Structural Insights into the Polymorphism of Amyloid-Like Fibrils Formed by Region 20−29 of Amylin Revealed by Solid-State NMR and X-ray Fiber Diffraction
Jillian Madine†, Edward Jack‡, Peter G. Stockley§, Sheena E. Radford§, Louise C. Serpell∥ and David A. Middleton*†
Many unrelated proteins and peptides can assemble into amyloid or amyloid-like nanostructures, all of which share the cross-β motif of repeat arrays of β-strands hydrogen-bonded along the fibril axis. Yet, paradoxically, structurally polymorphic fibrils may derive from the same initial polypeptide sequence. Here, solid-state nuclear magnetic resonance (SSNMR) analysis of amyloid-like fibrils of the peptide hIAPP20−29, corresponding to the region S20NNFGAILSS29 of the human islet amyloid polypeptide amylin, reveals that the peptide assembles into two amyloid-like forms, (1) and (2), which have distinct structures at the molecular level. Rotational resonance SSNMR measurements of 13C dipolar couplings between backbone F23 and I26 of hIAPP20−29 fibrils are consistent with form (1) having parallel β-strands and form (2) having antiparallel strands within the β-sheet layers of the protofilament units. Seeding hIAPP20−29 with structurally homogeneous fibrils from a 30-residue amylin fragment (hIAPP8−37) produces morphologically homogeneous fibrils with similar NMR properties to form (1). A model for the architecture of the seeded fibrils is presented, based on the analysis of X-ray fiber diffraction data, combined with an extensive range of SSNMR constraints including chemical shifts, torsional angles, and interatomic distances.
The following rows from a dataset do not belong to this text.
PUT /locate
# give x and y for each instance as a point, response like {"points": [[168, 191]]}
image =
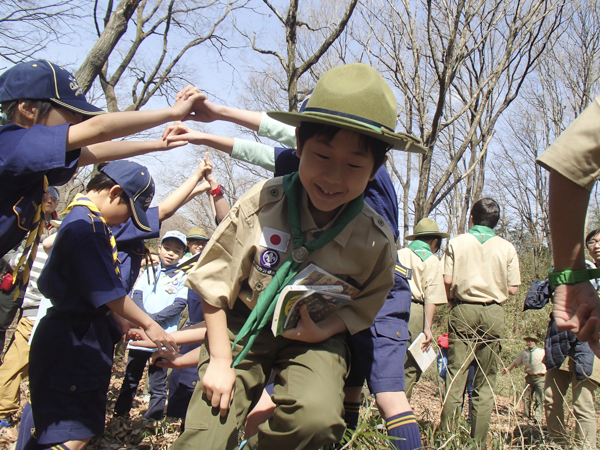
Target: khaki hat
{"points": [[426, 227], [354, 97], [197, 233]]}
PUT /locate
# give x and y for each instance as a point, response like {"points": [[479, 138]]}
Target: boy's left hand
{"points": [[310, 331]]}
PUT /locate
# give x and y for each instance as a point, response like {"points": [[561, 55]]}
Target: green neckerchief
{"points": [[265, 305], [531, 354], [482, 233], [421, 249]]}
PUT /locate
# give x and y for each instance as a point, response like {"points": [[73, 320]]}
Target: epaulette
{"points": [[98, 224], [403, 271]]}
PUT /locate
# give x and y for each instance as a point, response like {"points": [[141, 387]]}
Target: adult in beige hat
{"points": [[426, 287]]}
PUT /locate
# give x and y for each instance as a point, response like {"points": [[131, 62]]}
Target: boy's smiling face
{"points": [[170, 252], [333, 172]]}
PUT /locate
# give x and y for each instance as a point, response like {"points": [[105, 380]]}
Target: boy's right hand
{"points": [[161, 338], [218, 384]]}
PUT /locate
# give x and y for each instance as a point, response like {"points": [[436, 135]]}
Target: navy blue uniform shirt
{"points": [[130, 246], [26, 156]]}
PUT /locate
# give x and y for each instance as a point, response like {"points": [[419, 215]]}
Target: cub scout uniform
{"points": [[576, 152], [482, 266], [237, 265], [535, 370], [426, 287], [71, 352]]}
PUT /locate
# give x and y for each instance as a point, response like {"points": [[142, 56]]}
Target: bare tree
{"points": [[305, 44], [165, 31], [26, 26], [459, 64]]}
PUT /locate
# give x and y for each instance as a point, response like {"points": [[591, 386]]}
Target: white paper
{"points": [[423, 359]]}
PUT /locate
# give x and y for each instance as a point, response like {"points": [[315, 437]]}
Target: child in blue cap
{"points": [[163, 299], [49, 131], [72, 350]]}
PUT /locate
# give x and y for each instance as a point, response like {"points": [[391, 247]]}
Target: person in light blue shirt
{"points": [[163, 299]]}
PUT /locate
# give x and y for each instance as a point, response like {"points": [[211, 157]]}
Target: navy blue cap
{"points": [[137, 183], [42, 80]]}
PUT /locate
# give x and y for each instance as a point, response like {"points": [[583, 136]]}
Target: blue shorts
{"points": [[377, 353]]}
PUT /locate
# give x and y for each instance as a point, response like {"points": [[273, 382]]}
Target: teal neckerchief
{"points": [[482, 233], [421, 249], [265, 305]]}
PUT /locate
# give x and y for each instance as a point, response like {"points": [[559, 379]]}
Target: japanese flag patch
{"points": [[274, 239]]}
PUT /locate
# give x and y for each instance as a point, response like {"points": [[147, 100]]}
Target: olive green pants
{"points": [[412, 371], [533, 399], [475, 331], [308, 394], [584, 409]]}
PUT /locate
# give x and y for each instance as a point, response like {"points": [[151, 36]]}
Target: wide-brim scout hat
{"points": [[42, 80], [426, 227], [354, 97], [197, 233], [137, 183], [174, 234]]}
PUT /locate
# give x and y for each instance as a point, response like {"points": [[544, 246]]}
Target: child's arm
{"points": [[182, 194], [177, 361], [110, 126], [218, 382], [221, 207], [309, 331], [113, 150], [125, 307]]}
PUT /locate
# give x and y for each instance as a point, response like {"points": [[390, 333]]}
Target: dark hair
{"points": [[378, 148], [102, 181], [171, 239], [43, 107], [590, 235], [486, 212]]}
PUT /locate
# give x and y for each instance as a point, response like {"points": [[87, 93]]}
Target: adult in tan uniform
{"points": [[574, 164], [426, 288], [480, 271], [532, 359]]}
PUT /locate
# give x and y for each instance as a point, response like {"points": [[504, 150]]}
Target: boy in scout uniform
{"points": [[574, 164], [532, 360], [316, 215], [426, 287], [480, 271]]}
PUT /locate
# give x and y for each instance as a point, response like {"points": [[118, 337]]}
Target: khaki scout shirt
{"points": [[532, 363], [576, 152], [481, 273], [235, 266], [427, 282]]}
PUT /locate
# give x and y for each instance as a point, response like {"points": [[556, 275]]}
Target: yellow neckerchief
{"points": [[81, 200], [30, 251]]}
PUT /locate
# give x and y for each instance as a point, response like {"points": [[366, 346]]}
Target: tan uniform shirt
{"points": [[533, 363], [576, 152], [427, 281], [481, 273], [235, 265]]}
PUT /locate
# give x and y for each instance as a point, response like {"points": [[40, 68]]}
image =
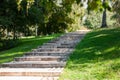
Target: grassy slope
{"points": [[97, 57], [25, 45]]}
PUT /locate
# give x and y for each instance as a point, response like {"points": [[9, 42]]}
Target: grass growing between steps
{"points": [[26, 44], [96, 57]]}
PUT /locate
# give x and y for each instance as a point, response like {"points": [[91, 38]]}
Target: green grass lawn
{"points": [[25, 44], [96, 57]]}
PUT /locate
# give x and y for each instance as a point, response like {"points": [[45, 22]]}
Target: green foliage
{"points": [[96, 57], [117, 10], [7, 44], [22, 47]]}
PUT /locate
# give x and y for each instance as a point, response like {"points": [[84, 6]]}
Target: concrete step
{"points": [[34, 64], [46, 54], [38, 72], [40, 58]]}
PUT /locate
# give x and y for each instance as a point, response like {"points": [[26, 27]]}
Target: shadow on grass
{"points": [[97, 46], [25, 45]]}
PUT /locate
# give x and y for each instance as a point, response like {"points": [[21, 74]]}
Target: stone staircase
{"points": [[44, 63]]}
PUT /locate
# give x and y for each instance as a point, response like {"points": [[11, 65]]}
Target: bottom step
{"points": [[27, 78], [41, 72]]}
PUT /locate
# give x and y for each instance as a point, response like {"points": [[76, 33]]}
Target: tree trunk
{"points": [[104, 16], [36, 30]]}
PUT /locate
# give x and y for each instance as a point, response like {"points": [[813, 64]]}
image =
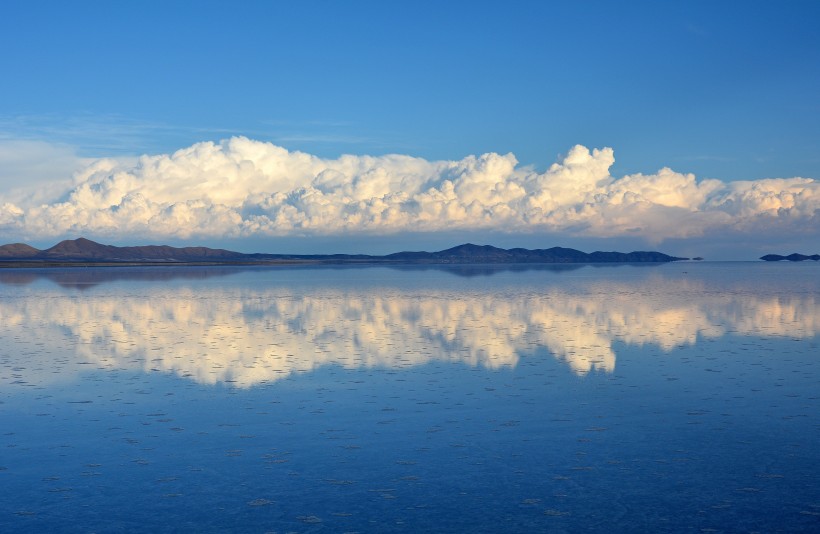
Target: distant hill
{"points": [[790, 257], [86, 251]]}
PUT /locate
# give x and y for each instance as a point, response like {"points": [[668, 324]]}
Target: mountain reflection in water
{"points": [[248, 334]]}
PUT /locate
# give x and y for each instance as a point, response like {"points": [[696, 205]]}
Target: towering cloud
{"points": [[241, 188]]}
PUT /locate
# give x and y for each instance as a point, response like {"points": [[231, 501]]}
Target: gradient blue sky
{"points": [[723, 90]]}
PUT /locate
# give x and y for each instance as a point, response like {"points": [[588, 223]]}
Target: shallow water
{"points": [[678, 397]]}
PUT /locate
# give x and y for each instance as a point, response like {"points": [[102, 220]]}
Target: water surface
{"points": [[675, 397]]}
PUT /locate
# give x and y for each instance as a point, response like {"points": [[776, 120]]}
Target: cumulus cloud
{"points": [[245, 188]]}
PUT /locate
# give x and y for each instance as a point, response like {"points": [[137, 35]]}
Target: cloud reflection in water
{"points": [[244, 335]]}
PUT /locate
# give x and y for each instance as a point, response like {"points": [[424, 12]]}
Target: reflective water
{"points": [[678, 398]]}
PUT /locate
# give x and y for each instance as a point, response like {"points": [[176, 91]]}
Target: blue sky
{"points": [[722, 90]]}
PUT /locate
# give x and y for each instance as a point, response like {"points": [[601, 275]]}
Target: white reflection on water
{"points": [[245, 335]]}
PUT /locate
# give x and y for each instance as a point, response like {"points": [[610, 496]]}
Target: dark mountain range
{"points": [[790, 257], [86, 251]]}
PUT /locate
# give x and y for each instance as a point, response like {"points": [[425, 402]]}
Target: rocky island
{"points": [[86, 252]]}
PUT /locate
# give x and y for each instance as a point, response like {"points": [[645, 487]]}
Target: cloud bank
{"points": [[244, 188]]}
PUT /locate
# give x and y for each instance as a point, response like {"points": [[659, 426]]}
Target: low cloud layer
{"points": [[242, 188]]}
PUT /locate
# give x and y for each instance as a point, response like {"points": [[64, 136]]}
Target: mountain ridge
{"points": [[84, 250]]}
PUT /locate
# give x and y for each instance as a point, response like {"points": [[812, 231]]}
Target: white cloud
{"points": [[245, 188]]}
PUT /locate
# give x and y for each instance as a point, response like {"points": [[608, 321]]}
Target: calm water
{"points": [[675, 398]]}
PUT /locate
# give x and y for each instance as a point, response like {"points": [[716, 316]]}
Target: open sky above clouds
{"points": [[687, 127]]}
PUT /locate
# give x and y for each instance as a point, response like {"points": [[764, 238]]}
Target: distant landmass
{"points": [[790, 257], [86, 251]]}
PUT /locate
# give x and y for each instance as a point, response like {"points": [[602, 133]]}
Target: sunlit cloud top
{"points": [[241, 188]]}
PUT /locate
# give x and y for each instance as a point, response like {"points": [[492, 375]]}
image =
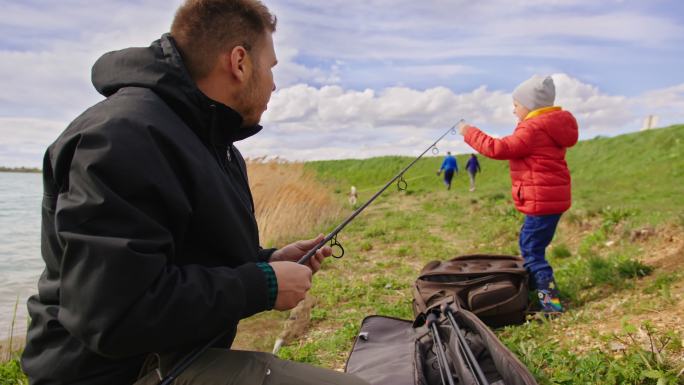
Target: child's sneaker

The model features a cross-β spine comprising two β-sheets with an interface defined by residues F23, A25, and L27, which form a hydrophobic zipper. We suggest that the energies of formation for fibril form containing antiparallel and parallel β-strands are similar when both configurations can be stabilized by a core of hydrophobic contacts, which has implications for the relationship between amino acid sequence and amyloid polymorphism in general.